The number of clusters \(K\) is user-defined and is determined a priori.

  1. Choose \(K\) initial cluster centers \(m_{k}\) according to one of the following:

    • Randomization: Choose \(K\) clusters from the set of \(N\) observations at random so that each observation has an equal chance of being chosen.
    • Plus Plus: Choose one center \(m_{1}\) at random.
    1. Calculate the difference between \(m_{1}\) and each of the remaining \(N-1\) observations \(x_{i}\). \(d(x_{i}, m_{1}) = \|(x_{i}-m_{1})\|^2\)
    2. Let \(P(i)\) be the probability of choosing \(x_{i}\) as \(m_{2}\). Weight \(P(i)\) by \(d(x_{i}, m_{1})\) so that those \(x_{i}\) furthest from \(m_{2}\) have a higher probability of being selected than those \(x_{i}\) close to \(m_{1}\).
    3. Choose the next center \(m_{2}\) by drawing at random according to the weighted probability distribution.
    4. Repeat until \(K\) centers have been chosen.
    • Furthest: Choose one center \(m_{1}\) at random.
    1. Calculate the difference between \(m_{1}\) and each of the remaining \(N-1\) observations \(x_{i}\). \(d(x_{i}, m_{1}) = ||(x_{i}-m_{1})||^2\)
    2. Choose \(m_{2}\) to be the \(x_{i}\) that maximizes \(d(x_{i}, m_{1})\).
    3. Repeat until \(K\) centers have been chosen.
  2. Once \(K\) initial centers have been chosen calculate the difference between each observation \(x_{i}\) and each of the centers \(m_{1},...,m_{K}\), where difference is the squared Euclidean distance taken over \(p\) parameters.

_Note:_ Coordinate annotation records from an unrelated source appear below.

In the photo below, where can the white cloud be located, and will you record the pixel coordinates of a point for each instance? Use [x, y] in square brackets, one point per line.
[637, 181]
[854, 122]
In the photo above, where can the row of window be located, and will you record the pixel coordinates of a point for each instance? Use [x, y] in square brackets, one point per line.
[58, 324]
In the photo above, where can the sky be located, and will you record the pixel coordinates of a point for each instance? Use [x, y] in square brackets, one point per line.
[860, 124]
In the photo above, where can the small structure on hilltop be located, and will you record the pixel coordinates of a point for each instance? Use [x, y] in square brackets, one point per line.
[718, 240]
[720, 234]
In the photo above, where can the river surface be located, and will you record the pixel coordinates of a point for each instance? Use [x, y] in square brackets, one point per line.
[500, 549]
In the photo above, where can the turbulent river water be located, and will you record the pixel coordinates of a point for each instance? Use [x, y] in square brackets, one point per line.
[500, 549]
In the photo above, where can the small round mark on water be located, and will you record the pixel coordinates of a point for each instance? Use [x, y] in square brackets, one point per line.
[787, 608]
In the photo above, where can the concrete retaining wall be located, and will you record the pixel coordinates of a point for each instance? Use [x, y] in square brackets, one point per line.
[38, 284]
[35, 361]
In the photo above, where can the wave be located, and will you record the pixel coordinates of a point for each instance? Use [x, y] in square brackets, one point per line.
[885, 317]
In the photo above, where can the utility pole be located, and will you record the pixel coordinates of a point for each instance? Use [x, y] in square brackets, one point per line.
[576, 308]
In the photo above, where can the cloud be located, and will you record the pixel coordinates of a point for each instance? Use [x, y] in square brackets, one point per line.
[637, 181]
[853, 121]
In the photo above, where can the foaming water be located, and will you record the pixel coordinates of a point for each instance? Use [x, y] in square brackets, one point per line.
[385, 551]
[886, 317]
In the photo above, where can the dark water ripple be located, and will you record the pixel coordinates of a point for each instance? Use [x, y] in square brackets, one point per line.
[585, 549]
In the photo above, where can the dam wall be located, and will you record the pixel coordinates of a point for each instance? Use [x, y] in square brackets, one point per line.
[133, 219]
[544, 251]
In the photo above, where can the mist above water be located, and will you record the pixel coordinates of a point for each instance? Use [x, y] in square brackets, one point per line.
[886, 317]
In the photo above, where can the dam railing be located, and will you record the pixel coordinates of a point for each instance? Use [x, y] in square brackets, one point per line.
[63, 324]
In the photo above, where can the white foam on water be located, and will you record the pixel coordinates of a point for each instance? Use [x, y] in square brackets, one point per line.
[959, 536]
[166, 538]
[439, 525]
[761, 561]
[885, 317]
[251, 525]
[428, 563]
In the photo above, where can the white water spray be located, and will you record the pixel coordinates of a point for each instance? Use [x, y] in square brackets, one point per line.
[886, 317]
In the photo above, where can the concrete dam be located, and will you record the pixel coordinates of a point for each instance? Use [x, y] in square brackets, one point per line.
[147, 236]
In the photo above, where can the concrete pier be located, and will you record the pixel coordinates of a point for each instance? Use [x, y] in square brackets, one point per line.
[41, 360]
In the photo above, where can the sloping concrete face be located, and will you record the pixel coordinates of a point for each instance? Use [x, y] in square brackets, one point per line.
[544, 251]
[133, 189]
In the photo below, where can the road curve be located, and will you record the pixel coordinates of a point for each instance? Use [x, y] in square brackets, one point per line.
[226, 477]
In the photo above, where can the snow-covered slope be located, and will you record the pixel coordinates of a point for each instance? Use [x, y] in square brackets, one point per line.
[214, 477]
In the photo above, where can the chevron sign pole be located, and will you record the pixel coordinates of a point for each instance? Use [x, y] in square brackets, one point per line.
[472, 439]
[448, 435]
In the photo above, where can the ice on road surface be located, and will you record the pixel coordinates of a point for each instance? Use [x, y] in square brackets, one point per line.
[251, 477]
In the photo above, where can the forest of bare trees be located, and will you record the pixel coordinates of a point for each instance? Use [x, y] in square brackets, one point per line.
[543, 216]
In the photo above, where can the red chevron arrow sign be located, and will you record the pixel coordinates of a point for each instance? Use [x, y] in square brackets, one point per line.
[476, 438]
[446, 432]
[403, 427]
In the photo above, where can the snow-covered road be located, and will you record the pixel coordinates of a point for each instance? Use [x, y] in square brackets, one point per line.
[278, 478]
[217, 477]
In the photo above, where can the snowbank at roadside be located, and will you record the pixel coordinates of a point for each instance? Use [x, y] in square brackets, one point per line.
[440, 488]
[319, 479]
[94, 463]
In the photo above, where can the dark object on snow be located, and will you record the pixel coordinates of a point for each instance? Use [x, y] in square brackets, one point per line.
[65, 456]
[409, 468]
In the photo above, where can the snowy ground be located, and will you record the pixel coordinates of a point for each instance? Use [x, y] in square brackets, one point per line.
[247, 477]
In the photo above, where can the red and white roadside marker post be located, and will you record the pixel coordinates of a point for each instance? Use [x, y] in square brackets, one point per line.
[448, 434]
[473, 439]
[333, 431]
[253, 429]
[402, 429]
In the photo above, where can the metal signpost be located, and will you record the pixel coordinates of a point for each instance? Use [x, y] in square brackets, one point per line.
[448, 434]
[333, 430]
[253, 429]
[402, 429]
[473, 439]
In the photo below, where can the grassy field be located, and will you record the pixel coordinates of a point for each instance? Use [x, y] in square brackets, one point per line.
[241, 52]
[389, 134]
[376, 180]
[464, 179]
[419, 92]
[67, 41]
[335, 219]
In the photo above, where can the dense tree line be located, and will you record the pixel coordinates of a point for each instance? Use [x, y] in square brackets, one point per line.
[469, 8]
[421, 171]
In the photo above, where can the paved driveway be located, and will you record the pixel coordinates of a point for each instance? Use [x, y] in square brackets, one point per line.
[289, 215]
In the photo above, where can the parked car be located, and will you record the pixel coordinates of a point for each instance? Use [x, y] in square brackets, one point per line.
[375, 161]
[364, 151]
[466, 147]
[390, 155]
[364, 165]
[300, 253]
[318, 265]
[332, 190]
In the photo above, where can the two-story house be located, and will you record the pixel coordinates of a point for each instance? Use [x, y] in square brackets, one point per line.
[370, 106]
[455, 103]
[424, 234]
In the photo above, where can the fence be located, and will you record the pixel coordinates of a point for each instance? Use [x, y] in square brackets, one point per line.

    \[d(x_{i}, m_{k})=\sum_{j=1}^{p}(x_{ij}-m_{k})^2=\|(x_{i}-m_{k})\|^2\]
  3. Assign \(x_{i}\) to the cluster \(k\) defined by \(m_{k}\) that minimizes \(d(x_{i}, m_{k})\)

  4. When all observations \(x_{i}\) are assigned to a cluster calculate the mean of the points in the cluster.

    \[\bar{x}(k)=\{\bar{x_{i1}},…\bar{x_{ip}}\}\]
  5. Set the \(\bar{x}(k)\) as the new cluster centers \(m_{k}\). Repeat steps 2 through 5 until the specified number of max iterations is reached or cluster assignments of the \(x_{i}\) are stable.

References

Hastie, Trevor, Robert Tibshirani, and J Jerome H Friedman. The Elements of Statistical Learning. Vol.1. N.p., Springer New York, 2001.

Xiong, Hui, Junjie Wu, and Jian Chen. “K-means Clustering Versus Validation Measures: A Data- distribution Perspective.” Systems, Man, and Cybernetics, Part B: Cybernetics, IEEE Transactions on 39.2 (2009): 318-331.